Methods: A double-blind, randomised controlled parallel trial was undertaken to compare the effects of fish oil versus corn oil placebo (six 1 g capsules/day orally for 16 weeks) on respiratory function, dyspnoea, functional exercise capacity and well being. The following a priori feasibility criteria were evaluated: ability to recruit 40 participants within 52 weeks, 80% participant retention rate, and a moderate sized effect in at least three outcome measures.

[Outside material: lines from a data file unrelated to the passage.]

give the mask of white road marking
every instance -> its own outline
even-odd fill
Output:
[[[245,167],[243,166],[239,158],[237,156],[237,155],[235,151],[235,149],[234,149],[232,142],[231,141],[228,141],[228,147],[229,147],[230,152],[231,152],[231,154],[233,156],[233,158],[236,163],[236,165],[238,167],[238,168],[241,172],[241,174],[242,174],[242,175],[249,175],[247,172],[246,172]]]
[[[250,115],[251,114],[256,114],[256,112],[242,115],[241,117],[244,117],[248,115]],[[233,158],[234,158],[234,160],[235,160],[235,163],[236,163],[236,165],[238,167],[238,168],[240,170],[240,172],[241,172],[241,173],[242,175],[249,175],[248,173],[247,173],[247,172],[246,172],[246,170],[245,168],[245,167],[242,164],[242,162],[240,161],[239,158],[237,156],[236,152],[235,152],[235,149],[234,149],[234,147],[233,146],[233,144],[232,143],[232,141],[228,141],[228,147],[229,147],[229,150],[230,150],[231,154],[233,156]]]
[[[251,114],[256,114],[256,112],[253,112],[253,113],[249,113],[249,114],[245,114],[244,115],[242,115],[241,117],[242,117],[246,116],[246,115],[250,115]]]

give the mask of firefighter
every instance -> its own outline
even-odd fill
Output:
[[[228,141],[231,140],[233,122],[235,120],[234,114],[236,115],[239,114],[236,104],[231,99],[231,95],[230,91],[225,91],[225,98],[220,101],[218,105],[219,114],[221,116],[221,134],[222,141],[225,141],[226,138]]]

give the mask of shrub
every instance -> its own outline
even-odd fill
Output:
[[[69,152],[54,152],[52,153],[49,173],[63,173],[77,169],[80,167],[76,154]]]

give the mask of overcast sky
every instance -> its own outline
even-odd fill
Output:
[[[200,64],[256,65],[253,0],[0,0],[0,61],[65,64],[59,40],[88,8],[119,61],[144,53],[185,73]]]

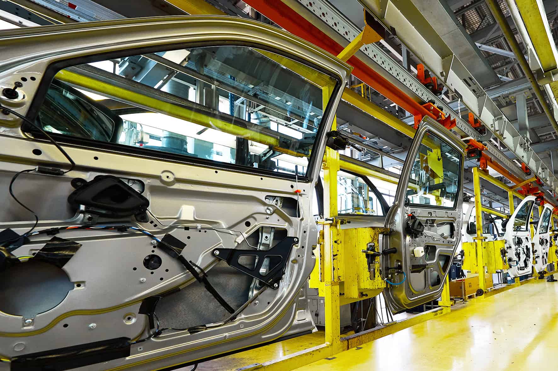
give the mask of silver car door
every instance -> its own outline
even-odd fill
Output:
[[[420,123],[386,220],[382,274],[394,312],[441,293],[461,239],[463,149],[434,120]]]
[[[12,369],[158,369],[313,330],[310,209],[348,65],[218,16],[15,30],[0,47]]]

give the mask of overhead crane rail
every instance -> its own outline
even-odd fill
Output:
[[[361,32],[325,0],[281,0],[273,3],[264,0],[247,0],[245,2],[287,31],[334,54],[339,52],[342,49],[336,39],[338,40],[340,36],[350,42]],[[324,30],[312,24],[304,15],[295,10],[295,8],[300,9],[301,6],[321,19],[330,28]],[[335,38],[330,36],[333,33],[335,33]],[[427,110],[424,110],[422,106],[417,107],[419,104],[413,97],[423,102],[431,100],[434,102],[434,105],[442,107],[445,112],[454,112],[447,102],[437,97],[422,84],[416,75],[391,59],[378,46],[374,44],[364,46],[360,52],[359,56],[353,56],[348,60],[349,64],[354,67],[353,74],[411,114],[427,115],[436,118]],[[360,56],[362,54],[368,58],[363,59]],[[423,62],[425,66],[428,65],[424,61]],[[510,173],[512,176],[519,179],[519,181],[525,180],[523,172],[501,150],[488,141],[488,136],[482,135],[477,129],[478,127],[475,127],[478,124],[484,126],[490,136],[499,139],[518,158],[524,159],[551,189],[555,192],[558,191],[558,179],[555,178],[549,171],[549,167],[543,164],[526,140],[509,123],[457,57],[453,55],[445,58],[444,64],[446,82],[453,79],[452,81],[460,82],[462,86],[465,86],[461,82],[461,78],[456,78],[457,76],[472,81],[474,84],[472,87],[466,88],[468,94],[465,94],[464,88],[460,91],[463,93],[461,103],[464,109],[473,113],[474,124],[472,125],[469,120],[464,120],[456,114],[455,127],[458,131],[464,137],[472,137],[485,144],[487,150],[484,157],[489,166],[497,162],[500,165],[495,170],[499,171],[503,168],[503,172]],[[371,67],[371,65],[374,67]],[[391,81],[397,83],[398,88]],[[468,84],[471,85],[471,83]],[[428,113],[425,113],[425,110]],[[474,118],[477,118],[476,121]]]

Results: Of 267 potential participants, 101 declined to participate and 91 were unable to be contacted. Of those willing to participate 62 were excluded at the telephone screening, the most common reasons being participants were taking fish oil (n=20), did not have COPD (n=10), were participating in another study (n=7) or, at visit 1, had a significant bronchodilator response (n=13). Only13 were enrolled (7 in the initial 52 weeks), 9 of whom completed the 16 week intervention. Participants withdrew from the study due to illness (n=2), injury unrelated to the study (n=1) or an adverse event (n=1). There was  one moderate sized change (impulse oscillometry, effect size -0.56).

Conclusions: This preliminary trial did not meet the pre-determined key feasibility criteria, which raises doubts as to whether we can ascertain the efficacy of omega-3 supplementation in COPD using this approach.